Di lain sisi, melihat inflasi AS yang masih mengganas, pelaku pasar mulai memperkirakan bahwa bank sentral AS (Federal Reserve/The Fed) akan menaikkan suku bunga acuan sebesar 100 basis poin (bp). Hal ini menjadi isu kedua yakni kenaikan suku bunga bank sentral.
Untuk diketahui, sebelum rilis data inflasi semalam, mayoritas pelaku pasar masih memperkirakan The Fed bakal mengerek Fed Funds Rate/FFR (suku bunga acuan AS) sebesar 75 bp.
Namun setelah rilis data inflasi tersebut, pelaku pasar memperkirakan ada peluang sebesar 51,1% Fed bakal lebih agresif dengan menaikkan FFR sebesar 100 bp, jika mengacu pada CME FedWatch.

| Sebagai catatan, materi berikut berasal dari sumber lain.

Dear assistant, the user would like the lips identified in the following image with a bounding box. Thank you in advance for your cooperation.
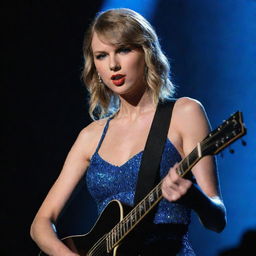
[111,74,125,86]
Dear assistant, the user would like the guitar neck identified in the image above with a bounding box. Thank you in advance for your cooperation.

"Tak ada jalan lain, kecuali The Fed harus lebih agresif dalam waktu dekat dan menghajar sisi permintaan. Itu yang akan memicu resesi sekarang," tutur Liz Ann Sonders, analis Charles Schwab seperti dikutip CNBC Internnational.
Sementara di Indonesia, meski belum diumumkan secara resmi oleh pihak bank sentral, sejumlah analis memperkirakan bahwa BI akan segera menaikkan suku bunga dalam waktu dekat, dengan DBS mengharapkan kenaikan 75 bp pada akhir tahun ini.

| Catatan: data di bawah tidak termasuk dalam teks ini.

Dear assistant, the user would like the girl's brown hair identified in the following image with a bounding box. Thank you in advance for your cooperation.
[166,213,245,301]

Di lain sisi, dengan inflasi yang kembali melonjak di AS dan potensi semakin agresifnya The Fed, maka bukan hal mungkin resesi dapat kembali terjadi. Isu ketiga yakni resesi
Hal ini dapat dilihat dari pasar obligasi pemerintah AS (US Treasury), di mana imbal hasil (yield) Treasury tenor 10 tahun-yang menjadi acuan pasar-kembali menanjak ke level 3%, sementara imbal hasil obligasi serupa bertenor 2 tahun juga masih berada di level 3%.
Artinya, terjadi kurva inversi (inverted yield curve), di mana imbal hasil obligasi tenor pendek bersinggungan dan bahkan melampaui obligasi tenor panjang. Hal ini dimaknai sebagai sinyal bakal terjadinya resesi.
Bahkan, Bank of America mengatakan bahwa ekonomi AS akan jatuh ke dalam mild recession tahun ini dan tingkat pengangguran akan mencapai 4,3% tahun depan dari level sekarang di 3,6%.